Closed strasserle closed 1 year ago
The text was meant as a warning, cell types are not excluded, was clarified with an updated print in commit 6397f03726ef1668351ae68d5281ca4e0d90c477 (lines 463-466):
The genes selected for those cell types potentially don't generalize well.

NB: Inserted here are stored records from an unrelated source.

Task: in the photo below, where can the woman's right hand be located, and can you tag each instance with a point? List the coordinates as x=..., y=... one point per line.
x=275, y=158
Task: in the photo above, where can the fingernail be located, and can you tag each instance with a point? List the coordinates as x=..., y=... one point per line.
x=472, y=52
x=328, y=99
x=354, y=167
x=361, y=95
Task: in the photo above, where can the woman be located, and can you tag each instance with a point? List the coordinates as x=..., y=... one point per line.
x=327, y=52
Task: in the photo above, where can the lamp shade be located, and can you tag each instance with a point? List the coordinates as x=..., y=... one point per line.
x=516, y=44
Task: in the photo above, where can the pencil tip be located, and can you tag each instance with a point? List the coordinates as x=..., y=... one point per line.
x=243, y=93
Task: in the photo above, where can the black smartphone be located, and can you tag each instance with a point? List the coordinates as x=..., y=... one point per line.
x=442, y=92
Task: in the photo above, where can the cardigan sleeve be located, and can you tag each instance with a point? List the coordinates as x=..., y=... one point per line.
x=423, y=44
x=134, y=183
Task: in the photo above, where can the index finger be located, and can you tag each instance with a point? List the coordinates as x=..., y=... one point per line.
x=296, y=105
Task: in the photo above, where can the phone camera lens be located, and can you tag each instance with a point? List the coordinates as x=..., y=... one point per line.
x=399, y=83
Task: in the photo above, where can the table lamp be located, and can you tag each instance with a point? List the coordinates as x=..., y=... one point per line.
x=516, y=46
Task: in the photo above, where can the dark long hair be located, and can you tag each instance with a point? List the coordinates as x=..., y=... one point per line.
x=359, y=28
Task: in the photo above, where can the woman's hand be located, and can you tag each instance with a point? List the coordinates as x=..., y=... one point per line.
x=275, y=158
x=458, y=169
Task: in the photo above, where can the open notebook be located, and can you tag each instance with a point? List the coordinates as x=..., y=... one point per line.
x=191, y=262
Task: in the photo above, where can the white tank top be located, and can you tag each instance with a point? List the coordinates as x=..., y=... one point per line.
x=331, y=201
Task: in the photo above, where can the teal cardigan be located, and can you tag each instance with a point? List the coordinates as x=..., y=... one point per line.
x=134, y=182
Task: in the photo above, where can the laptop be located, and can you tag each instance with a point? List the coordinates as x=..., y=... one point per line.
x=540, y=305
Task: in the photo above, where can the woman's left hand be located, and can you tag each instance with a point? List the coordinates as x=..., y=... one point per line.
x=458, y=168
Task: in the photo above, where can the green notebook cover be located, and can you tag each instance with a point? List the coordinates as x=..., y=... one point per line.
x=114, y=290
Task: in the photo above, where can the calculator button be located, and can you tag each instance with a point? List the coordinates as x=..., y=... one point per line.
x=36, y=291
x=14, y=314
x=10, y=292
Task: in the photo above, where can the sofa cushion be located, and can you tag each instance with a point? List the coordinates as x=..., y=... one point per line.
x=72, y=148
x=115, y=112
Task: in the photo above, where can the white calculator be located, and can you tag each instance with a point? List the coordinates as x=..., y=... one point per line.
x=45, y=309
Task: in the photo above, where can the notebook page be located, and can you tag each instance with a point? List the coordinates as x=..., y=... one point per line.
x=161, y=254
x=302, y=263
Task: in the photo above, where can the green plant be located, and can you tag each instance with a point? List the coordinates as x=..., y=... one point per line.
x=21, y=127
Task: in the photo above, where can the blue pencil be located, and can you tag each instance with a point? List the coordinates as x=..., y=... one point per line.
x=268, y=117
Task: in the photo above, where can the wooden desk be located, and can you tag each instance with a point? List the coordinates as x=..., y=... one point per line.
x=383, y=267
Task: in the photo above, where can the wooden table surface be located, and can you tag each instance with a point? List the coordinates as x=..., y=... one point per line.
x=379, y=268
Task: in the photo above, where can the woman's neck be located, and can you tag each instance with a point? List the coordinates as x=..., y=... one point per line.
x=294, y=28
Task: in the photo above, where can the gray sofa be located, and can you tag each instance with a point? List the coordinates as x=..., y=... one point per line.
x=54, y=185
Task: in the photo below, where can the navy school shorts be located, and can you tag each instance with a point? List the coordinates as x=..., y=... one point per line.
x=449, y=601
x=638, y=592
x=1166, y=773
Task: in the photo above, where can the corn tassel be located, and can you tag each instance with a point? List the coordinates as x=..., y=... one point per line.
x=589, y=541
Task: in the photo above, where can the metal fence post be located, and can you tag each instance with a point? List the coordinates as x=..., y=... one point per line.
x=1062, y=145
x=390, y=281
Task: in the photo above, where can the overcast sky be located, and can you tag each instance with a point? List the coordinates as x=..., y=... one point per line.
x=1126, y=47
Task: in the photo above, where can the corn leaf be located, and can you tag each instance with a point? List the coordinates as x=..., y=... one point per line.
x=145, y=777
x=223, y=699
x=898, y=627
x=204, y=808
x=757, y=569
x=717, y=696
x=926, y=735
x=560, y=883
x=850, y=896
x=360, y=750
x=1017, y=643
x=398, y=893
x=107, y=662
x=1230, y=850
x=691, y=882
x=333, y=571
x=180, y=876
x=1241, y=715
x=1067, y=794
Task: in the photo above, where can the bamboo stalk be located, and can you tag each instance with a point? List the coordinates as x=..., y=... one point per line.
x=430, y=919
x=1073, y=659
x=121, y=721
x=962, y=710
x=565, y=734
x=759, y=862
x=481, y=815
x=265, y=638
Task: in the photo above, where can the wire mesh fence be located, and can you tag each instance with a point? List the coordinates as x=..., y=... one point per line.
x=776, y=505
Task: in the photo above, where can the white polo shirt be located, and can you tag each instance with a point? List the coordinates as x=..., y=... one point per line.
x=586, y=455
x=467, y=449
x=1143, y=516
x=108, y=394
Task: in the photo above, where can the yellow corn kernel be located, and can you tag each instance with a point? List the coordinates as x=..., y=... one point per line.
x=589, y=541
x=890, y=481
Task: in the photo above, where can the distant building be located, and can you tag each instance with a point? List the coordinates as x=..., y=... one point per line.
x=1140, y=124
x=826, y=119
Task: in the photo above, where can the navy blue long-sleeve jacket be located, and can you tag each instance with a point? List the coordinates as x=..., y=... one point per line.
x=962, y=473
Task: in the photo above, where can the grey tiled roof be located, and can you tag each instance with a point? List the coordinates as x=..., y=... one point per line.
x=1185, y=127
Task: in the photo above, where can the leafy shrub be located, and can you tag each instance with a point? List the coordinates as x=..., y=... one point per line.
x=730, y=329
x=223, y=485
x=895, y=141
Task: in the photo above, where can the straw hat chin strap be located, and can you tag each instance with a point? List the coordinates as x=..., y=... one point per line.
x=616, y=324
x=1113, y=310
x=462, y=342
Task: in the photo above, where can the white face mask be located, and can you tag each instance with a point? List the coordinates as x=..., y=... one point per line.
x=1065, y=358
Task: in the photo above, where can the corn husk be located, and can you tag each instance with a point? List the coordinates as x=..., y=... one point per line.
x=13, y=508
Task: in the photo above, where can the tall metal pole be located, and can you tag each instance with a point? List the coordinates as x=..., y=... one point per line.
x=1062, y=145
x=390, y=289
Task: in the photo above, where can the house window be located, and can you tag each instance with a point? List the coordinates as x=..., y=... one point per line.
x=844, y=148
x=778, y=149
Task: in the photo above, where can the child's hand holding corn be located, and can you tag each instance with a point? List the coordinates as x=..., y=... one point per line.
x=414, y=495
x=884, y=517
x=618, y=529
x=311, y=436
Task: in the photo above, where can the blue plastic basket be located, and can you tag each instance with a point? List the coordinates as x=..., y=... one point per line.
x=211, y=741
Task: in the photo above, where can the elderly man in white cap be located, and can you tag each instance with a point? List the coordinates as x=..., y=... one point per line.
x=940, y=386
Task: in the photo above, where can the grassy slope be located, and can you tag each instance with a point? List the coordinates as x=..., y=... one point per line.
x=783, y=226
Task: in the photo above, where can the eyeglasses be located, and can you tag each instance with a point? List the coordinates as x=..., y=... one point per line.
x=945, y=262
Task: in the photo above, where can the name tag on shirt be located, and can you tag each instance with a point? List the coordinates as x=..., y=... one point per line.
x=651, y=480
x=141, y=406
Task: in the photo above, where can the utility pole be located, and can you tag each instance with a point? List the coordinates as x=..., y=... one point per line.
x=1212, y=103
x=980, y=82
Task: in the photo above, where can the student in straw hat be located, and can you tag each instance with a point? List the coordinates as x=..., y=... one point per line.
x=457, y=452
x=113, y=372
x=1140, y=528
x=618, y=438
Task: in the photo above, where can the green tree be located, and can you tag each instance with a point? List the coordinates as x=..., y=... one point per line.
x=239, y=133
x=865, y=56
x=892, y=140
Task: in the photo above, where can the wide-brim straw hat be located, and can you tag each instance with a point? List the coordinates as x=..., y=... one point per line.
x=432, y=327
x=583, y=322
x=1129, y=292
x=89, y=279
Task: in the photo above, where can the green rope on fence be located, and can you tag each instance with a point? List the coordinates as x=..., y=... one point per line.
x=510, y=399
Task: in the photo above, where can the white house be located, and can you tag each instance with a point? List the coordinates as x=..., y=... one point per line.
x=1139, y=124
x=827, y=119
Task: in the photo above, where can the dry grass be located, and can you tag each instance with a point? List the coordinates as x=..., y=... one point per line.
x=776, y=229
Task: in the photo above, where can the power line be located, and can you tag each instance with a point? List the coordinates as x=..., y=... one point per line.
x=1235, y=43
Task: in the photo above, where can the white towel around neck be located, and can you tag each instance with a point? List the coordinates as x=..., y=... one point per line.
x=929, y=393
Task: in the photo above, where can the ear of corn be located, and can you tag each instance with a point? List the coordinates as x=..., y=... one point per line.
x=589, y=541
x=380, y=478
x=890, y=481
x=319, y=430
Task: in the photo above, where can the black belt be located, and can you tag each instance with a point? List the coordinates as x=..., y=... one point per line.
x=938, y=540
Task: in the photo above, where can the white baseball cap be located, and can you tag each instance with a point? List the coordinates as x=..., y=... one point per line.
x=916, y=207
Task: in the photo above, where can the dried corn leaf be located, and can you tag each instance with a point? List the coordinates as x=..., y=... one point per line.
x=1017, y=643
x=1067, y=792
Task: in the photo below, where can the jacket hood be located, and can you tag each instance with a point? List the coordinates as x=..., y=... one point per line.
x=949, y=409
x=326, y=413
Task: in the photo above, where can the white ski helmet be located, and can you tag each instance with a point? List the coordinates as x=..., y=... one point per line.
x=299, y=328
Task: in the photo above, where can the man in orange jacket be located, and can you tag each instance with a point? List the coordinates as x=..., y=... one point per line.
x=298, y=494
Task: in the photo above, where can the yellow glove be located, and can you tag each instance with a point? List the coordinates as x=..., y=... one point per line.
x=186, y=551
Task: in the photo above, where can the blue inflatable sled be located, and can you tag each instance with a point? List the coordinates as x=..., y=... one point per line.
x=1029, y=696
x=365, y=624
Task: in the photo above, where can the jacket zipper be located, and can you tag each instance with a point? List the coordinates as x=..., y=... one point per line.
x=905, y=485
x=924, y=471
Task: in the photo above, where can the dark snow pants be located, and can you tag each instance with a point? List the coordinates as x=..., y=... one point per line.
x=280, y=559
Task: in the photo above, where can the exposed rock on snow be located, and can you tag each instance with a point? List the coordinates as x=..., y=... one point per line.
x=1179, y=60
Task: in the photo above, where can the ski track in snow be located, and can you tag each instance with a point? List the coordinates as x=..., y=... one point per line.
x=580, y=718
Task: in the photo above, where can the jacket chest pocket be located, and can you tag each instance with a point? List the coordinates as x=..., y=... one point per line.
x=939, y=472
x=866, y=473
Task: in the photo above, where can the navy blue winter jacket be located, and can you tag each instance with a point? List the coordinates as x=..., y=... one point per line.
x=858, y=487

Find the genes for each of those cell types in self.genes_of_primary_trees after running self.select_probeset().
Describe the bug
On the small example adata, several cell types have <min_test_n celltypes, but in the masked dotplot, combinatorial markers are shown.
To Reproduce
Steps to reproduce the behavior:
The following celltypes' test set sizes for forest training are below min_test_n (=20): celltype_4 : 5 celltype_5 : 9 celltype_8 : 1
UserWarning: Zero cells of celltype celltype_8 in train or test set. No tree is calculated for celltype celltype_8. Zero cells of celltype celltype_8 in train or test set. Celltype celltype_8 is not included as reference celltype.
package versions scanpy==1.8.1 anndata==0.7.8 umap==0.5.2 numpy==1.21.4 scipy==1.7.2 pandas==1.3.4 scikit-learn==1.0.1 statsmodels==0.13.1 python-igraph==0.9.8 pynndescent==0.5.5 spapros==0.1.0
Expected behavior
Cell types with too few celltypes (4, 5, and 8) are expected to be excluded from random forest training and thus no combinatorial markers can be found.
System:
Additional context
Note that step 3 points out celltypes 4, 5, and 8 while in step 4, only step 8 is mentioned in the warning. The bug can only be seen for celltypes 4 and 5!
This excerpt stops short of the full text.